The makers of the Oculus virtual reality headgear experienced the same thing. Particularly, Oculus was still a fledgling firm when it was acquired by Facebook in 2014 for a “tiny” $2 billion. A bit better was the performance of the mobile messaging startup WhatsApp, which Zuckerberg acquired for $19 billion.
When WhatsApp co-founder Jan Koum joined Facebook’s board of directors in February 2014, this acquisition was made, expanding the service’s user base to more than one billion daily users.
Despite Mark’s best efforts, the platform has evolved into a prime location for disinformation and social engineering, presenting propaganda as real news to the very people that Facebook had intended to serve in the beginning.
According to all accounts, Facebook has become a training ground for political manipulation and the extremely simple dissemination of hate speech, both of which several European Union countries have vehemently denounced.
Germany has even gone so far as to enact strict regulations that mandate Facebook to pay a substantial fine each time hate speech is posted online for longer than a day.

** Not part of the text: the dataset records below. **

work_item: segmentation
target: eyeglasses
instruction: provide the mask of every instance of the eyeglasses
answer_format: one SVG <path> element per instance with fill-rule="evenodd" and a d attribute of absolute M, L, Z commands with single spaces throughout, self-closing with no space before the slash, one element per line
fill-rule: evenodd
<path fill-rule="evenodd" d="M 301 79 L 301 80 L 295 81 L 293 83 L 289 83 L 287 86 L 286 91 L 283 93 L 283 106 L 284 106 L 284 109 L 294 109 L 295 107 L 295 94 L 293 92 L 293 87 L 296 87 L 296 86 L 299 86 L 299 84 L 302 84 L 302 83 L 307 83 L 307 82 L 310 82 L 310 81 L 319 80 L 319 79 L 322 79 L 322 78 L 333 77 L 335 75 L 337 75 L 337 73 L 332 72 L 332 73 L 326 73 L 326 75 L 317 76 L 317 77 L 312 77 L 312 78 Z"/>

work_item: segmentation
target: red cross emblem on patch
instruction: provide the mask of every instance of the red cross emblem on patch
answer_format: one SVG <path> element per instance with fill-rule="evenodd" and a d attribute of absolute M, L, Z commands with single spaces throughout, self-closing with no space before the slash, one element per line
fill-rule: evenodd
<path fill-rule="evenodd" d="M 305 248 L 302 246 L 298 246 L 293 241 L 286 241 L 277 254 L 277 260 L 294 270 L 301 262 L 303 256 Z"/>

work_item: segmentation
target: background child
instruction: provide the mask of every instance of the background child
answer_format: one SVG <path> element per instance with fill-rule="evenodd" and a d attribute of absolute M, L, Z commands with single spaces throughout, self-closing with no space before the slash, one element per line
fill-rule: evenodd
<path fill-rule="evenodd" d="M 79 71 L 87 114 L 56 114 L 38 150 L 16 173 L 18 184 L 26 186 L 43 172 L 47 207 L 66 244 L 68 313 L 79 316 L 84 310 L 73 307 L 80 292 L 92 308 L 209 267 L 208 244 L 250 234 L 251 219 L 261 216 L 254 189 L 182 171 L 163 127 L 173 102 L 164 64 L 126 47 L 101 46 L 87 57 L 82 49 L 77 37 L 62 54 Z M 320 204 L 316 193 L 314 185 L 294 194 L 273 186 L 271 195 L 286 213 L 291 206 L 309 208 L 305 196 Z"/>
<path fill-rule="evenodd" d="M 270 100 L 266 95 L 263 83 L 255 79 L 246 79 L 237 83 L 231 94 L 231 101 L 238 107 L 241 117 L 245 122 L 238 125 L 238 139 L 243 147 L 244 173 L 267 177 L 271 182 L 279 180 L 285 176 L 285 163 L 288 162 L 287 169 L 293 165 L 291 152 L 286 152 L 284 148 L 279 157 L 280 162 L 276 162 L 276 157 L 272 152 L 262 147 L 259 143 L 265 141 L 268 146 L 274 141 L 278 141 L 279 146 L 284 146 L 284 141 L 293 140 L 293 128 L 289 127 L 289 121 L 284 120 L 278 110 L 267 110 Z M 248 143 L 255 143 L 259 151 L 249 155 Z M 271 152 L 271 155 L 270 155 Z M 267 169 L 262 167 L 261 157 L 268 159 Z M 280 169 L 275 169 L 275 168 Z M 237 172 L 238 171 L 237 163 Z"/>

For precisely this reason, the social network employs a big staff of live reviewers who will aid artificial intelligence in filtering out objectionable information.
Facebook was renamed Meta a few years ago precisely because of bad PR. Speculations and unexamined assumptions caused Facebook to drastically decline in popularity. Zuckerberg knew exactly what to do at this moment, and by renaming the company, he got the right shot. The features of the apps have only gotten better, while their popularity is getting stronger by day.
Despite all the challenges, Metaverse’s social networks are doing better today than ever before. Almost 3 billion people are registered to use the network in the first half of 2022.
Although Facebook is the originator of everything, young generations today favor Instagram, and many do business through it. Social networks are a source of income for many young people today, and life without them has become almost unimaginable.
We can only be grateful to Mark for the innovation he provided us because it is definitely the entry into a new era. Trends change from day to day, and we cannot know what will be popular in a few years. I guess we’ll just have to wait and find out – or maybe ask Mark Zuckerberg.